But to think through a long summer day is a terrible ordeal, and many changes and turns of the mind are inevitable. It was a pitiless long day, imagine it! in June, when not a moment is spared you. It was very bright, all nature enjoying the light. The sun seemed to stand still in the sky, as on that day when he stopped to watch the slaughter in Ajalon; and even when he disappeared at last, the twilight lasted and lingered as if it would never be done.

Hester had put away her long letter of appeal, but she wrote a brief, almost stern note, which she sent to the Grange in the early evening. It ran thus:—

"Harry has told us that all is going wrong at the bank, that you are wanted urgently there, that only you can set things right. You cannot have known this when you wrote to me. I take it for granted this changes everything, but I will come to-night to the place you name."

She sent her note in the afternoon, and then waited, like a condemned criminal, faintly hoping still for a reprieve; for perhaps to know this would stop him still; perhaps he had not known it. She went out just after sunset, escaping not without difficulty from her mother's care.

"It is too late for you to go out by yourself," Mrs. John said. "I do not like it. You girls are so independent. I never went beyond the garden by myself at your age."

"I am only going to the Common," Hester said, with a quiver in her voice. She kissed her mother very tenderly. She was not in the habit of bestowing caresses, so that this a little startled Mrs. John; but she returned it warmly, and bade her child take a shawl.

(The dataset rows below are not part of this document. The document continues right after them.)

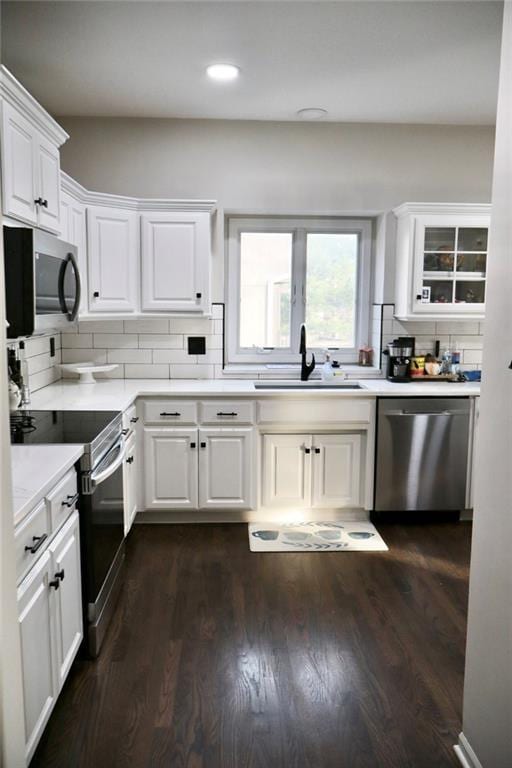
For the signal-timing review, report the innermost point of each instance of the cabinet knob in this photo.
(38, 543)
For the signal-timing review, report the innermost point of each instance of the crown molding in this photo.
(448, 209)
(15, 94)
(139, 204)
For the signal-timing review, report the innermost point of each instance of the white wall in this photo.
(280, 167)
(487, 717)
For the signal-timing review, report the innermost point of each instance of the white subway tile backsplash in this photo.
(161, 341)
(98, 356)
(146, 371)
(173, 356)
(192, 371)
(129, 356)
(194, 325)
(147, 325)
(77, 340)
(458, 327)
(116, 340)
(101, 326)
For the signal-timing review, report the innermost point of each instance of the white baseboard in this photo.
(250, 516)
(465, 753)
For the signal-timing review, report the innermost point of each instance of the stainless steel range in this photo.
(100, 501)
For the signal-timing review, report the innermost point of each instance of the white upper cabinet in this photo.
(441, 260)
(112, 248)
(176, 261)
(30, 141)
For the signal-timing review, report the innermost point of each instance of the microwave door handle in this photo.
(100, 477)
(62, 298)
(78, 288)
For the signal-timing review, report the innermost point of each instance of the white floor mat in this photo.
(315, 537)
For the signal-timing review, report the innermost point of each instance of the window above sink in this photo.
(285, 272)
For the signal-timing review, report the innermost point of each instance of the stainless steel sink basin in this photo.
(316, 385)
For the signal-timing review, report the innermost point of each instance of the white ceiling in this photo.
(408, 62)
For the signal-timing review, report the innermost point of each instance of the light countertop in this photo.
(35, 471)
(119, 394)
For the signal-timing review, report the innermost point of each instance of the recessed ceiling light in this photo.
(311, 113)
(223, 72)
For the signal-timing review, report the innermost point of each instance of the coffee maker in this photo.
(399, 354)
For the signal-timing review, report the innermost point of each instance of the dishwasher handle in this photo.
(424, 413)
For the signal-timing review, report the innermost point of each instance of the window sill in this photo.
(272, 371)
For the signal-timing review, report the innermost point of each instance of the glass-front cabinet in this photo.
(441, 261)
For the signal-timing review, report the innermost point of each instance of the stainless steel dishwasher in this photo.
(422, 454)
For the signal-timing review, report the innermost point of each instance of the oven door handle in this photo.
(100, 477)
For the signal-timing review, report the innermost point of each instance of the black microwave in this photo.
(42, 281)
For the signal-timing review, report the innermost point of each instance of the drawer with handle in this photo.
(31, 537)
(169, 412)
(227, 412)
(62, 500)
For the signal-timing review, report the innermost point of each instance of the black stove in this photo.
(59, 426)
(97, 431)
(101, 504)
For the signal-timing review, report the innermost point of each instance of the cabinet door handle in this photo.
(70, 501)
(38, 543)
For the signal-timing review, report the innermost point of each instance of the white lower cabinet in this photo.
(286, 471)
(170, 468)
(50, 625)
(198, 468)
(336, 463)
(225, 469)
(311, 471)
(38, 639)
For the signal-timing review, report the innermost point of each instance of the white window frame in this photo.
(299, 227)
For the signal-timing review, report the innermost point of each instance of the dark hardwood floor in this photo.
(219, 658)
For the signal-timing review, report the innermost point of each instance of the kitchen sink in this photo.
(317, 385)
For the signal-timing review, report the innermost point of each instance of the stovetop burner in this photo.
(96, 430)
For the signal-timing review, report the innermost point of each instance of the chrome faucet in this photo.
(305, 369)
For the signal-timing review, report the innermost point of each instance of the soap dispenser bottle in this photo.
(327, 369)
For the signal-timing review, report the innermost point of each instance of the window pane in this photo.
(331, 289)
(265, 289)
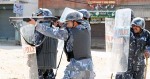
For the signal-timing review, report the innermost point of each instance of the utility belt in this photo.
(70, 55)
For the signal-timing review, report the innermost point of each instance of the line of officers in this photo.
(76, 33)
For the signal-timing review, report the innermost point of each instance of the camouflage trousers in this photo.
(79, 69)
(134, 73)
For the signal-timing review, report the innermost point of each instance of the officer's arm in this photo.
(52, 32)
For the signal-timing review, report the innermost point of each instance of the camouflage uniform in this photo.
(46, 58)
(77, 68)
(139, 43)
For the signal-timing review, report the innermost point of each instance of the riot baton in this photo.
(146, 68)
(27, 19)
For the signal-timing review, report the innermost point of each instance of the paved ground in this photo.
(13, 63)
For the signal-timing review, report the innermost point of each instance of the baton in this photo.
(146, 68)
(27, 19)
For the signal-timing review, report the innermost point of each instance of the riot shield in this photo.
(66, 12)
(119, 36)
(28, 41)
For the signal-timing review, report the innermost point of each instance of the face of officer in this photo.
(136, 29)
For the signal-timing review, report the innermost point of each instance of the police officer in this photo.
(47, 51)
(139, 49)
(86, 18)
(77, 46)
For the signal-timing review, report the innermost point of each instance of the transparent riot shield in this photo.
(117, 43)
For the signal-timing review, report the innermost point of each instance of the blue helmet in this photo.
(138, 22)
(85, 13)
(74, 16)
(44, 12)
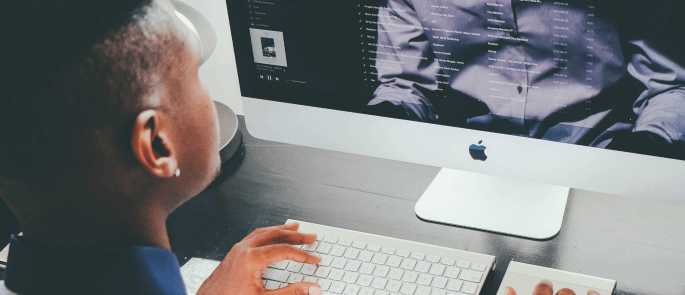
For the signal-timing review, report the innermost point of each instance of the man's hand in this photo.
(545, 287)
(240, 271)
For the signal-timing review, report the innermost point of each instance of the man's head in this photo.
(100, 104)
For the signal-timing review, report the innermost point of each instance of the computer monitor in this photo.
(585, 94)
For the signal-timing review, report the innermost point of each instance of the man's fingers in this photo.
(301, 288)
(544, 287)
(267, 255)
(281, 236)
(510, 291)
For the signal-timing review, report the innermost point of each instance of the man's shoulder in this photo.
(4, 290)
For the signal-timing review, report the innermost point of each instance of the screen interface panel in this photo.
(599, 73)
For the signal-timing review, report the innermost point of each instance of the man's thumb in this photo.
(301, 288)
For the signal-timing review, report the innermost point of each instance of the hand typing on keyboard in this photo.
(545, 287)
(240, 273)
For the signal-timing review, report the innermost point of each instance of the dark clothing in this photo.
(570, 71)
(36, 269)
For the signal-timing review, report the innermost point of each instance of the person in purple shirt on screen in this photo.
(607, 74)
(105, 129)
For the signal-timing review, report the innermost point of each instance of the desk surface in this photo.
(638, 242)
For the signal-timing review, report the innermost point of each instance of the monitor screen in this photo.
(605, 74)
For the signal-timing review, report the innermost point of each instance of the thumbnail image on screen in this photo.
(600, 73)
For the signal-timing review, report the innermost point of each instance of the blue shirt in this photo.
(573, 71)
(36, 269)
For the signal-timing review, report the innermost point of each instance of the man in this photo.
(105, 129)
(595, 73)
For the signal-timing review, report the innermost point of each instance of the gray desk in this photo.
(638, 242)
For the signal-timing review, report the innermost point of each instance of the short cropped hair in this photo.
(73, 72)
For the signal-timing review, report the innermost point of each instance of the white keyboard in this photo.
(356, 263)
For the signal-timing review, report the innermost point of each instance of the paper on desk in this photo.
(195, 272)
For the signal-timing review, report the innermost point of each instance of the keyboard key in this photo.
(295, 278)
(272, 285)
(402, 253)
(379, 283)
(381, 271)
(324, 248)
(394, 261)
(294, 267)
(280, 265)
(323, 272)
(326, 260)
(351, 253)
(337, 250)
(454, 285)
(424, 279)
(275, 275)
(393, 286)
(437, 269)
(310, 247)
(337, 288)
(379, 258)
(408, 289)
(439, 282)
(350, 277)
(388, 250)
(364, 280)
(325, 284)
(448, 261)
(351, 290)
(367, 268)
(395, 274)
(339, 263)
(463, 264)
(373, 247)
(365, 256)
(417, 255)
(336, 274)
(452, 272)
(478, 267)
(433, 258)
(423, 290)
(410, 276)
(422, 266)
(359, 245)
(408, 264)
(471, 275)
(345, 242)
(469, 288)
(308, 269)
(353, 265)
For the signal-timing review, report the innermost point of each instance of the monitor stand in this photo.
(495, 204)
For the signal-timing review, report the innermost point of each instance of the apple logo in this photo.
(477, 151)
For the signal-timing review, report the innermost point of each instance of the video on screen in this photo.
(605, 74)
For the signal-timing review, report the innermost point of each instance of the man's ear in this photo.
(152, 145)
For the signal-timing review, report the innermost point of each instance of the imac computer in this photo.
(518, 101)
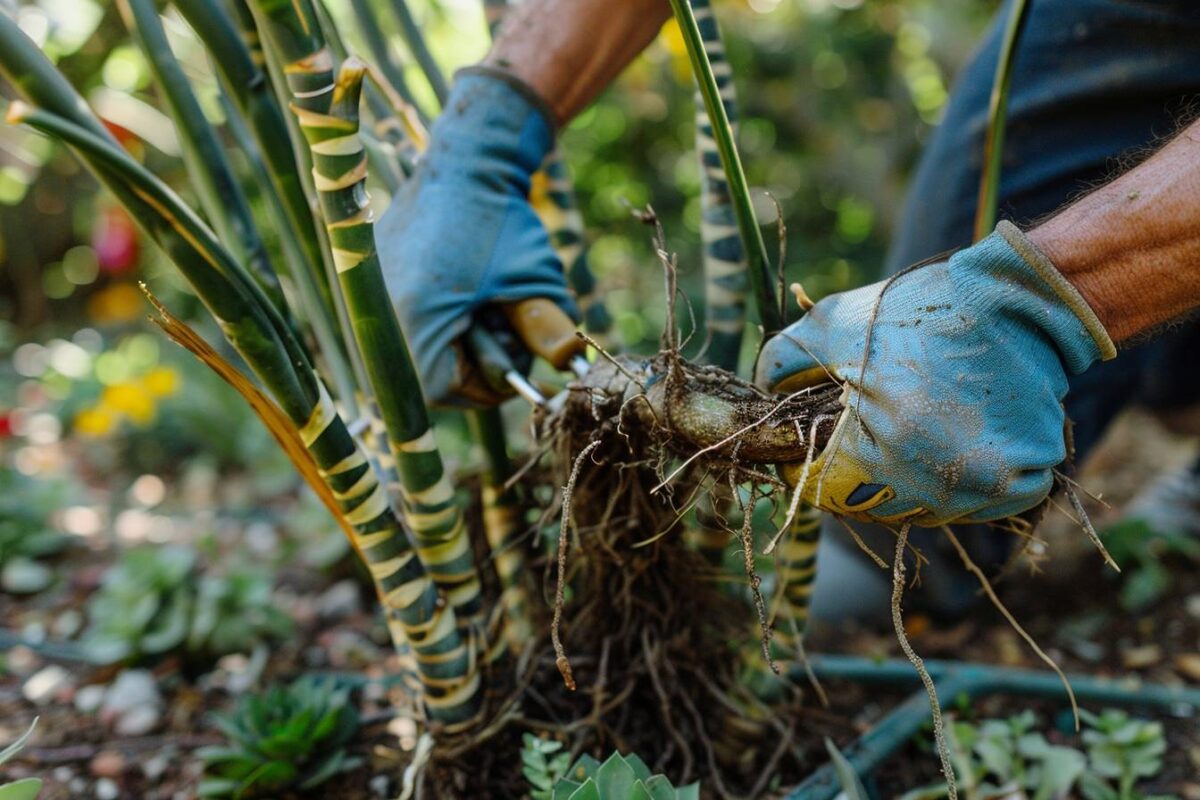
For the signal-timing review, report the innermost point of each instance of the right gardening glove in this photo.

Did Hester think she might yet be carried away by the flood of the other's will, against her own, that she took her leave so solemnly? It was rather a sort of imaginative reflection of what she might have been doing if—— She had gone but a little way when she met Captain Morgan.

"Why did not you tell me you were going out?" he said. "I have tired myself now; I can't go with you. I have been inquiring about the midnight train for Emma, who did not get off this morning after all."

"Is she going by the midnight train?" Hester asked, with a sense of inconvenience in it that she could hardly explain.

"Yes, if it is possible to get her off," said the captain; "but, my dear, it is too late for you to walk alone."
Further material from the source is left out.